In this context, the NTL Atlas — Decadal Change of NTL over India from Space (2012-2021), released by Isro’s National Remote Sensing Centre (NRSC) — shows that overall at the national level, normalised NTL radiance increased by 43% in 2021 compared to 2012.
NRSC used data from NASA and NOAA (National Oceanic and Atmospheric Administration) for the analysis and NTL data provided is the cumulative radiance divided by the total geographical area. That is, nationally it is for the geographical area of the entire country and for states and districts, it’s those respective administrative boundaries.
A state-wise analysis shows that in developed states like Maharashtra, Karnataka, Tamil Nadu, Andhra-Telangana, percentage increase is moderate — all under 55% — because of a higher base number in 2012, while lesser-developed states have recorded a greater growth in percentage terms.
According to NRSC, NTL annual composite is chosen for decadal time series analysis to analyse national, state and district-wise NTL trends. The datasets are processed for geotag, mosaic, extract as per administrative boundaries and calculate statistics to perform trend analysis. Annual normalised Sum of Lights (SoL) is calculated by aggregating the total radiance divided by total geographic area at different administrative units.
“Significant increase was observed in Bihar (474%), Manipur (441%), Ladakh (280%) and Kerala (119%), while good increase was observed in Arunachal Pradesh (66%), Madhya Pradesh (66%), Uttar Pradesh (61%) and Gujarat (58%),” the Atlas read.
According to the Atlas, moderate increase was observed in Lakshadweep, Maharashtra, Tamil Nadu, Jharkhand, Haryana, Punjab, West Bengal, Uttaranchal, Karnataka, Odisha, Telangana, Andhra Pradesh, Nagaland, Chandigarh, Himachal Pradesh, Rajasthan, Tripura, Goa, Chhattisgarh, Assam, Andaman & Nicobar, Meghalaya and Jammu & Kashmir.
While the increase in six states/UTs has been classified insignificant, in 21 states/UTs the increase is in the range of 6% and 40% (see graphic). “NTL represents the intensity of artificial lights which can be related to many dimensions of development.
NTL data is obtained from sensors onboard combined missions of Nasa and NOAA… These products can be used for spatio-temporal trend analysis to understand its relationship with environmental changes and socio-economic parameters like electricity consumption, GDP, population, urban expansion, poverty etc,” said Prakash Chauhan, director, NRSC.

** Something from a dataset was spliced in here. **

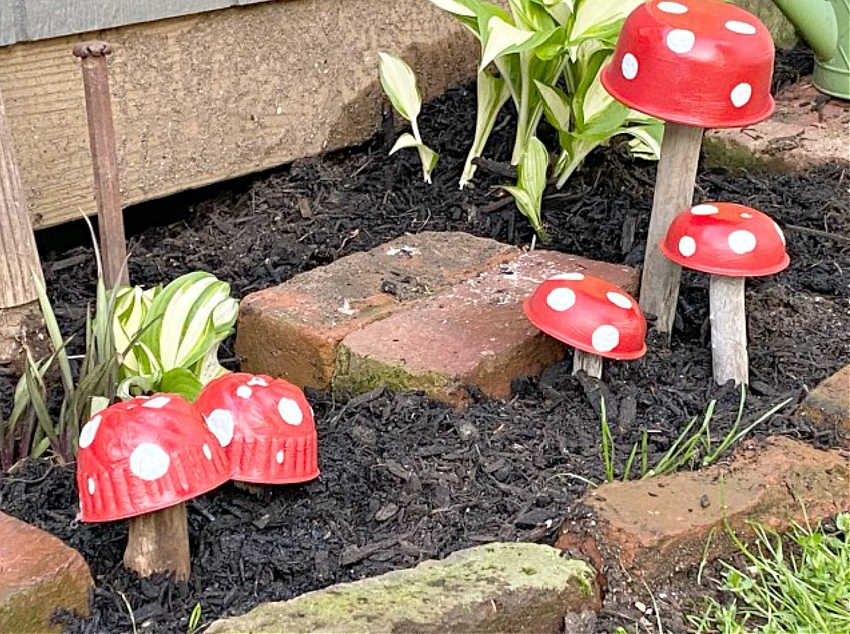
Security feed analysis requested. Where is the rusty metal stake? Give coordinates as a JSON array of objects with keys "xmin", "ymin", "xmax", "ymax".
[{"xmin": 73, "ymin": 41, "xmax": 129, "ymax": 288}]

Globally, it’s not just the IMF, the World Bank, Asian Development Bank (ADB) and other institutions and organisations have been increasingly looking at night images of satellites to decipher various socio-economic indicators.
The ADB, in one of its blogs, for instance, says NTLs are much more than decoration — they provide data that can help determine socio-economic indicators when no other reliable information exists, while a similar observation is also made by the World Bank.